Savannah Eisner Wins NSF CAREER Award for Extreme Environments Electronics

The Columbia electrical engineering professor will develop degradation-aware gallium nitride circuits designed to operate in harsh settings, from planetary exploration to nuclear energy systems.

By
Xintian Tina Wang
April 28, 2026

Columbia Electrical Engineering Assistant Professor Savannah Eisner has received a National Science Foundation CAREER award for her project, “CAREER: Degradation-Aware GaN Electronics for Mixed-Signal Integration in Extreme Environments.”

The NSF Faculty Early Career Development Program, known as CAREER, supports early-career faculty who have the potential to serve as academic role models in research and education. Eisner’s award will support her work to build the scientific foundation for reliable electronics that can withstand some of the world’s harshest operating conditions, including the surface of Venus, the interiors of nuclear reactors, hypersonic aerospace platforms and other extreme environments.

The award also supports an integrated education and outreach program. Eisner will expand her graduate-level course, Harsh Environment Electronics, into a research-informed, lab-based experience that introduces students to device modeling, thermal reliability, and circuit testing. Students will work with experimental data from wide-bandgap devices and use professional modeling tools to study how electronics behave under temperature and radiation stress.

Through the CAREER project, Eisner aims to train the next generation of engineers to design electronics for real-world conditions that go far beyond the lab. “I aim to build the intellectual tools and expertise needed to enable GaN heterostructure electronics to function reliably where no electronics have before,” Eisner says.

lab

Conventional silicon-based electronics begin to fail at high temperatures, limiting their use in environments where cooling, shielding or repair may be impossible. Eisner’s project focuses on gallium nitride, or GaN, a wide-bandgap semiconductor known for its thermal stability, radiation tolerance and high electron mobility. While GaN transistors have shown promise, their use in complete systems has been limited by a lack of understanding of how analog circuits and passive components degrade under long-term heat, radiation and electrical stress.
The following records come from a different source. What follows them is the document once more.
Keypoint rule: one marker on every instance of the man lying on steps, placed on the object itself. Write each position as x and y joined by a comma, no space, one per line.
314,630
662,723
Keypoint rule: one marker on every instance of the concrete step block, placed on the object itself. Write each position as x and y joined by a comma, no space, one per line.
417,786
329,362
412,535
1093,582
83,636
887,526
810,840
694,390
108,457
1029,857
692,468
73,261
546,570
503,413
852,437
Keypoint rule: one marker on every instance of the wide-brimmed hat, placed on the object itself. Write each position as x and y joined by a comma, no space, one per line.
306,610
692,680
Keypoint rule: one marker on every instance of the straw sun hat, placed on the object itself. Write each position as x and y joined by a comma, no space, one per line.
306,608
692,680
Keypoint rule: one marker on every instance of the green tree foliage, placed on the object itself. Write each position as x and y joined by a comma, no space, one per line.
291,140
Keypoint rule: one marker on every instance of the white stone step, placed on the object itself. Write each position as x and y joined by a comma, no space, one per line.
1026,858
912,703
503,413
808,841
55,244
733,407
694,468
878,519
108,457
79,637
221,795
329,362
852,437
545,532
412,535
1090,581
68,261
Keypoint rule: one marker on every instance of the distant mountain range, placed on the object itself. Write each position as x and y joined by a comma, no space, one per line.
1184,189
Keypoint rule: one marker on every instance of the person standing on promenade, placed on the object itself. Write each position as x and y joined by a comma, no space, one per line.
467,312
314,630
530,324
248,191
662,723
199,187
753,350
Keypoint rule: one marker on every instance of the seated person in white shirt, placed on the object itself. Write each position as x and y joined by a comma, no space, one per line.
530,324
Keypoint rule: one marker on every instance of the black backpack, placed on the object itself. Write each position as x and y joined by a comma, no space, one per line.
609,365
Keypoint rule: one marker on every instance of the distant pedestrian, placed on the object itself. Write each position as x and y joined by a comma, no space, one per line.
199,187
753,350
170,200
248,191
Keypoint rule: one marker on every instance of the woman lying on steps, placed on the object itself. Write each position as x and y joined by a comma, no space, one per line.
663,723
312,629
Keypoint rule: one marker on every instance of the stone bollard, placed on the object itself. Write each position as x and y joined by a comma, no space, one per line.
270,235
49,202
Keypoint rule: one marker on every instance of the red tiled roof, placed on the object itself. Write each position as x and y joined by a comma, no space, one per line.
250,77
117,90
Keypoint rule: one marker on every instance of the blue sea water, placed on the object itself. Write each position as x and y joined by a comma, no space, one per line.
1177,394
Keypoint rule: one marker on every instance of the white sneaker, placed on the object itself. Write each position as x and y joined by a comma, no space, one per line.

Through the project, Eisner will develop and test GaN-based circuits and integrated passive components designed to operate at temperatures above 500 degrees Celsius for extended periods and in radiation-rich environments. Her research group will focus on indium aluminum nitride/gallium nitride heterostructure high electron mobility transistors, along with co-fabricated capacitors, resistors, inductors and interconnects. The work will combine device modeling, high-temperature testing and degradation-aware circuit design.